The SARS-COV-2 Spike Protein Binds Sialic Acids and Enables Rapid Detection in a Lateral Flow Point of Care Diagnostic Device.

There is an urgent need to understand the behavior of the novel coronavirus (SARS-COV-2), which is the causative agent of COVID-19, and to develop point-of-care diagnostics. Here, a glyconanoparticle platform is used to discover that N-acetyl neuraminic acid has affinity toward the SARS-COV-2 spike glycoprotein, demonstrating its glycan-binding function. Optimization of the particle size and coating enabled detection of the spike glycoprotein in lateral flow and showed selectivity over the SARS-COV-1 spike protein. Using a virus-like particle and a pseudotyped lentivirus model, paper-based lateral flow detection was demonstrated in under 30 min, showing the potential of this system as a low-cost detection platform.

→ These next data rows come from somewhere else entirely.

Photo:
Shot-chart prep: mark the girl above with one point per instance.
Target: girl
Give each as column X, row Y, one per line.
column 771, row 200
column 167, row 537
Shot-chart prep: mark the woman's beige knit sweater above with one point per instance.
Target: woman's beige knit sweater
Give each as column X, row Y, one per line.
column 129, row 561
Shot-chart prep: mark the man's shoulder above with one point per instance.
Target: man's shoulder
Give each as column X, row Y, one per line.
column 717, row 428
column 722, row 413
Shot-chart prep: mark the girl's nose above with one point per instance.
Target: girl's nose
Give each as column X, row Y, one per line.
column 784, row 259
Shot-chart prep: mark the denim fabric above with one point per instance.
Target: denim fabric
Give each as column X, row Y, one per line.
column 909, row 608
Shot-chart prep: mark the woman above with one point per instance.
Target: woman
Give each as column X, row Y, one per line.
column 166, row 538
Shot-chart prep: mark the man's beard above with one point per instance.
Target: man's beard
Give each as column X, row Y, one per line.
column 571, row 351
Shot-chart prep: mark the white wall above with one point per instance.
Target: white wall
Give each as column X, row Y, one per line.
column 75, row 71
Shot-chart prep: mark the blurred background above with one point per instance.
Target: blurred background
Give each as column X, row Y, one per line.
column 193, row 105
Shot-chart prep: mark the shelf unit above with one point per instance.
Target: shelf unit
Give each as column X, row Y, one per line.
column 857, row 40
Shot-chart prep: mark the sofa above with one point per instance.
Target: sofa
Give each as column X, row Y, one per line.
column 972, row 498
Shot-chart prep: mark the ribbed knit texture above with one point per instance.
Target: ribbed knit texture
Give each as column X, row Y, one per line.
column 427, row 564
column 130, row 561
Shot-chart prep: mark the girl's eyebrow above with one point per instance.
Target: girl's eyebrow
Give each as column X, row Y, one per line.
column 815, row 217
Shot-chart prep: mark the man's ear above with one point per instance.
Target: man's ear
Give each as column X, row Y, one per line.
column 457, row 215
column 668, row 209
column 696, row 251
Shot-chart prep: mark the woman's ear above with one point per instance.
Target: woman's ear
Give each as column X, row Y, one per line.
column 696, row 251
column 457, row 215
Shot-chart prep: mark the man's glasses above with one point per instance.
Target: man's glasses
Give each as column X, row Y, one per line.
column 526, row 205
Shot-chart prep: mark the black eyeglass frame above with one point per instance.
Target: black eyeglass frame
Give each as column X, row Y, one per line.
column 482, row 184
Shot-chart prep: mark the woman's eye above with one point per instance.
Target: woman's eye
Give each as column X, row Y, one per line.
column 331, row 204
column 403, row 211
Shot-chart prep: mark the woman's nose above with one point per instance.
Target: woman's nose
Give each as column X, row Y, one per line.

In December 2019, a novel zoonotic coronavirus (SARS-COV-2), reported in Wuhan (China), led to a pandemic of the respiratory disease COVID-19.[1] There are currently few therapeutics and no vaccine. Diagnostics, surveillance, and case isolation are the primary tools for controlling the spread of the virus and driving down the basic reproduction (R0) value. Following the successful genome sequencing of SARS-COV-2, RT-PCR-based (reverse transcription polymerase chain reaction) diagnostics were rapidly developed. These require dedicated laboratory facilities, trained personnel, and do not provide an instant output, and while highly specific, false-negative results are reported at 3% versus chest CT scans.[2] There are also reports of conflicting RT-PCR results in samples from the same patient.[3,4] The results can depend on the sampling location (i.e., throat versus lower respiratory tract),[5] and the false-negative rate is highest during the early stages of infection.[6]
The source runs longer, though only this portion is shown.